If you lived at the North Pole, the North Star would be directly overhead, and the constellations would wheel around you like the horses in a giant carousel would if you stood in the middle. You would only see half of the constellations, but the same ones would be in the sky all the time; none of them would ever set. However, for some parts of the year the sun never sets either! And that's no good for seeing constellations.

If you lived on the equator, it would be completely different. The giant carousel would be on its side. The North Star would sit right on the northern horizon. Each constellation would spend half of its time in the sky. Each one would come up in the east and set in the west 12 hours later. However, each day, the sun would blot out half of them, and the ones it blotted out would change throughout the year. Once again, you couldn't see any of them all the time.

Most people live in between those two extremes. Halfway between the equator and the North Pole, half of the sky acts like it does from the equator, and half of it looks like it does from the pole. The giant carousel is tilted halfway up, and the North Star is halfway up the sky. The stars opposite the pole rise and set each day, but the stars near the pole (and the North Star) go in circles. If one goes in a small enough circle, it will be up all night long, every night. (We would call that star "circumpolar".) If the circle gets too big, the star will be cut off by the horizon some of the time..

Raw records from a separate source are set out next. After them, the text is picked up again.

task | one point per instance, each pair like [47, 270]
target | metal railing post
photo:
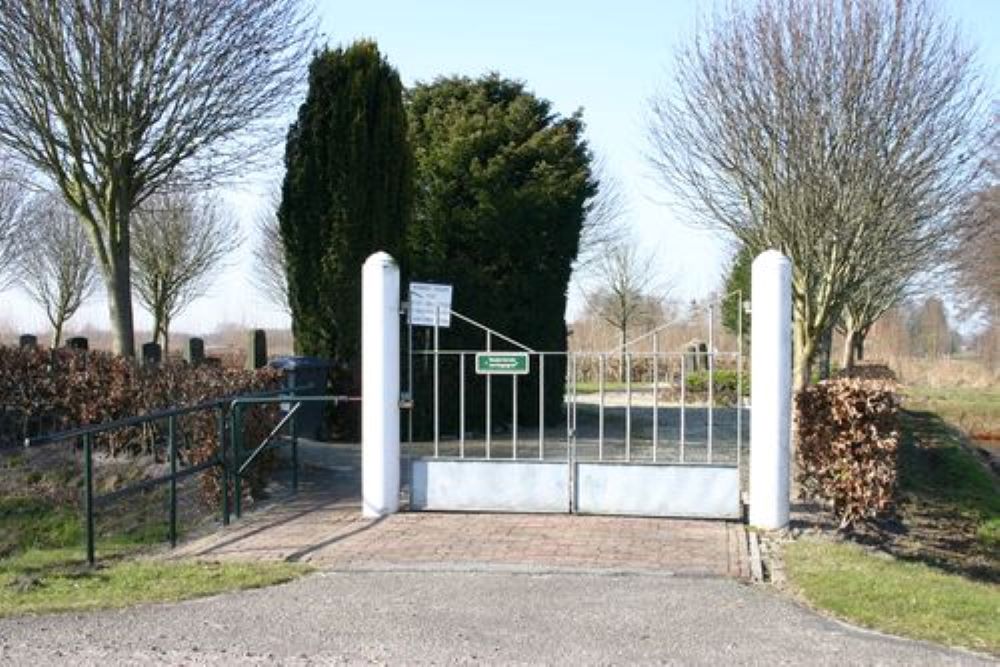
[172, 451]
[601, 368]
[224, 460]
[237, 438]
[88, 495]
[294, 436]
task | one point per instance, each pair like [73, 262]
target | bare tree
[178, 243]
[270, 275]
[622, 293]
[13, 200]
[977, 253]
[56, 263]
[114, 99]
[841, 133]
[604, 227]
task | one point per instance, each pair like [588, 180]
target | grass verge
[43, 569]
[909, 599]
[53, 580]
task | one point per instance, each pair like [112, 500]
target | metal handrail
[137, 420]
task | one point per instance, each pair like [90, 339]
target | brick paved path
[317, 528]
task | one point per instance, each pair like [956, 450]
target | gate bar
[600, 413]
[461, 405]
[711, 377]
[683, 402]
[489, 398]
[541, 406]
[513, 445]
[437, 398]
[628, 406]
[656, 393]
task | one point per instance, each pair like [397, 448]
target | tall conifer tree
[346, 193]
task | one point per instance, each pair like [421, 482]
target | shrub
[45, 391]
[847, 448]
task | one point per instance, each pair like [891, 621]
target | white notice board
[428, 299]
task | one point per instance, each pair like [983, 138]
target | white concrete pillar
[770, 389]
[380, 385]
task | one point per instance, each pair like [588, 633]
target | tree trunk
[825, 352]
[119, 275]
[165, 330]
[120, 304]
[850, 347]
[57, 334]
[804, 352]
[859, 345]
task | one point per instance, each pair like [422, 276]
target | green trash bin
[307, 376]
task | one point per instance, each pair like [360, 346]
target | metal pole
[628, 406]
[514, 425]
[656, 393]
[601, 367]
[223, 458]
[739, 379]
[711, 376]
[437, 426]
[172, 450]
[409, 371]
[461, 405]
[541, 406]
[683, 401]
[295, 451]
[88, 495]
[567, 398]
[489, 400]
[237, 439]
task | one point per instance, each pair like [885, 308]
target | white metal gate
[636, 432]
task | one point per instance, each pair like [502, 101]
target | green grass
[44, 569]
[54, 580]
[902, 598]
[974, 410]
[935, 467]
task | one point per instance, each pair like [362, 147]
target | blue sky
[607, 58]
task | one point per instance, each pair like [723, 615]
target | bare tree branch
[270, 275]
[14, 200]
[57, 267]
[841, 133]
[114, 100]
[178, 244]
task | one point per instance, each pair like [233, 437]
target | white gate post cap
[772, 256]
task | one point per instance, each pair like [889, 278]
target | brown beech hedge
[847, 445]
[47, 391]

2007-03-21 23:54:12 · answer #1 · answered by Anonymous · 0 0

Orion constellation located on the celestial equator and Big dipper which is a part of Ursa Major constellation viewed from the middle latitude of Northern hemisphere

2007-03-22 15:40:53 · answer #2 · answered by nithi 2 · 0 0

depend on the geographical location of the country u live in.

In india u can see the orion and the big dipper thro out the year.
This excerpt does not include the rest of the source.